8) Increasing Complexity Will Continue to Dog the CIO
With most organizations running mixed workloads, and given the proliferation of specialized storage platforms, complexity is only going to increase. Since most organizations have not standardized, that means they are likely supporting multiple storage devices, multiple server platforms and multiple cloud providers. With all these moving parts being introduced into an already complex IT environment, both risks and costs increase, much to the chagrin of CIOs who already under tremendous pressure to better manage both of these factors. Training, educating and enabling staff to support these environments is more complicated and costly too.
9) Buyers Will Begin to Experience All-Flash Marketing Fatigue
Despite a great deal of vendor marketing hype to the contrary, more storage buyers will start to get real about the limitations of an all-flash approach to storage. All-flash will fail to be practical in environments with unpredictable workloads and data growth and ever-changing requirements. Additionally, many enterprises considering all-flash will realize they simply aren’t ready to take on the arduous task of rewriting their applications to take full advantage of it. Combine this with the fact that flash media will continue to be more costly than spinning disk – even taking into consideration aggressive use of data reduction technologies – for the foreseeable future, and the all-flash marketing drumbeat will start to lose some of its luster.
10) Escalating Storage Costs Will Force a New Economic Model
Organizations will continue to be under tremendous pressure to manage their data more effectively despite flat or falling IT budgets and ever increasing data volumes and workload sprawl.
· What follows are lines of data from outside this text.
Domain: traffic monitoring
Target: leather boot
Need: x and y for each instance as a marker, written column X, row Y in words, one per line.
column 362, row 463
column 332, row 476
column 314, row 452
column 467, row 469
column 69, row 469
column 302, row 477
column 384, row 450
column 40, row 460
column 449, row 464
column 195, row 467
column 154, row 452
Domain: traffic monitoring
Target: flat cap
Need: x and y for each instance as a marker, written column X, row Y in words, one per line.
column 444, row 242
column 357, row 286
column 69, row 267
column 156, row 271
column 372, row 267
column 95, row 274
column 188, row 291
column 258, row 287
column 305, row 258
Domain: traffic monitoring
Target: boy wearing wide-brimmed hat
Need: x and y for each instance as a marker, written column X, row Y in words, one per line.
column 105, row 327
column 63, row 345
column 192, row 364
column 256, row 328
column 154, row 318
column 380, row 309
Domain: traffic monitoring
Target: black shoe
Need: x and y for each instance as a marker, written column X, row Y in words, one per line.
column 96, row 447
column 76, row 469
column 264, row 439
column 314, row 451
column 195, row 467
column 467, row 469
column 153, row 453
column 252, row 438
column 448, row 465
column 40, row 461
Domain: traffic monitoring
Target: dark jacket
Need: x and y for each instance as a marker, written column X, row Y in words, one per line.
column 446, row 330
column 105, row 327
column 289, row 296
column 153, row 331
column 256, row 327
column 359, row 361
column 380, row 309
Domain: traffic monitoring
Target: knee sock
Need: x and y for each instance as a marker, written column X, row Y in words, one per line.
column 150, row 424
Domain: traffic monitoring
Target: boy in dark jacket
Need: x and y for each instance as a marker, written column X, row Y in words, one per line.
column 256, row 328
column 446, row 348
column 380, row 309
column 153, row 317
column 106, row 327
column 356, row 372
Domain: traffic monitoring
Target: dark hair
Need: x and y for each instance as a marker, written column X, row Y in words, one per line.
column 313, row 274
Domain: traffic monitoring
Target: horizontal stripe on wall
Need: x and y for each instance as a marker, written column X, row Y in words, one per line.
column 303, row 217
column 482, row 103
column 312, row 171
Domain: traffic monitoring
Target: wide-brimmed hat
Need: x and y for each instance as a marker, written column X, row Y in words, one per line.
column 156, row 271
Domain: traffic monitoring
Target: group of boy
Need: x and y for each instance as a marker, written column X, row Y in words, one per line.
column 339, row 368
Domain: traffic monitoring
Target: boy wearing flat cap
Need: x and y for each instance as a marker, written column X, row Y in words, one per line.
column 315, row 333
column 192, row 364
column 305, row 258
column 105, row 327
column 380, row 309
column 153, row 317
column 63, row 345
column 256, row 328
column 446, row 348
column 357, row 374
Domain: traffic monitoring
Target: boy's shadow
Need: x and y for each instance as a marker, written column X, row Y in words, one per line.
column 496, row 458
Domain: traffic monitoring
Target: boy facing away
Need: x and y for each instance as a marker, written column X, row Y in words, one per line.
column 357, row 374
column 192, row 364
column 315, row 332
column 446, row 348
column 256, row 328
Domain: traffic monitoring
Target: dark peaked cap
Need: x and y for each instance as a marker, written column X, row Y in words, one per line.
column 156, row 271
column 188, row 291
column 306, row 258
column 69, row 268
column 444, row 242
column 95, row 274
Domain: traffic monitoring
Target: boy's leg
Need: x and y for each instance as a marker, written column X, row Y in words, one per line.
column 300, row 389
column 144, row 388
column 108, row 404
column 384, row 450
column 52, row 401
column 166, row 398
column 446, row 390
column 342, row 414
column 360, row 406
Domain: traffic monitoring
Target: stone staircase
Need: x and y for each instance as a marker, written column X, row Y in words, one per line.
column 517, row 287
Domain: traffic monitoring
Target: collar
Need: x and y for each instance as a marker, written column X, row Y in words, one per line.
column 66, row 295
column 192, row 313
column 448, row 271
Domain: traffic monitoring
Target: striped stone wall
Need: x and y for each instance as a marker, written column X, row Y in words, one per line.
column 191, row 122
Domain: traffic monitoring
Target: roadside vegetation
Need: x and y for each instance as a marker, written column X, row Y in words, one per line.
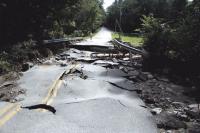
column 134, row 40
column 171, row 30
column 25, row 24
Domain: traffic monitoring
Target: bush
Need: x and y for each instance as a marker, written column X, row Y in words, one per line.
column 158, row 42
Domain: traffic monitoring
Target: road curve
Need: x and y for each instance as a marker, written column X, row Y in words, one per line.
column 88, row 98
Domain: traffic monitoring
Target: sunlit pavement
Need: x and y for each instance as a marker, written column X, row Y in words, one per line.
column 103, row 102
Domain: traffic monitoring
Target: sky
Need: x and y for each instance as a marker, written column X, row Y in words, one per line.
column 107, row 3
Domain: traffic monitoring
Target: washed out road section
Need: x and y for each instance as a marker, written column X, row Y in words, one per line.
column 91, row 99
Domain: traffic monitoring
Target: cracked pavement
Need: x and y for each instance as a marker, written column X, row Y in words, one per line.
column 93, row 99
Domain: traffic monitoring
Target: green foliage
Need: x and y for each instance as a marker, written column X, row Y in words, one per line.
column 136, row 41
column 45, row 19
column 175, row 47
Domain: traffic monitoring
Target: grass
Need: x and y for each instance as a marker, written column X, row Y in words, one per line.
column 136, row 41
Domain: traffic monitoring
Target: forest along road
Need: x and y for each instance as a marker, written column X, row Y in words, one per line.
column 85, row 96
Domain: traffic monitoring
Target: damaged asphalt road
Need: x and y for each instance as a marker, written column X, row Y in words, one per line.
column 76, row 93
To maintain control over these costs, IT organizations are looking at options like the cloud, tiering solutions, and data reduction technologies. They are even considering aggressively archiving their data, despite the fact that it may impact ability to access and process needed data quickly. But with explosive growth in data volumes and the increasing need to leverage data for competitive advantage, it’s become a task that’s destined for failure; organizations are faced with either untenable data storage costs or diminished access to potentially valuable data. This dilemma is forcing a new economic model that enables organizations to store all of their data – for ever longer periods of time – without breaking the bank. This new economic model, in fact, is the very foundation upon which we are building INFINIDAT.
About Randy Arseneau
Randy Arseneau is Chief Marketing Officer at INFINIDAT. He has been involved in information technology management for over 28 years in roles including developer, DBA, architect, performance engineer, strategic planner and senior executive. He began his career with a ten-year stint at Motorola, and later spent nine years in various management roles culminating in Director of APM Systems Engineering for VERITAS Software (via its acquisition of Precise Software). Randy has also been active in leadership and advisory capacities for a number of emerging technology startups. Randy joined Infinidat from Nutanix, where he ran the global sales enablement team during a period in which the company grew from an annualized run rate of $150M to over $500M in revenue, and more than tripled headcount to over 1,100 employees worldwide.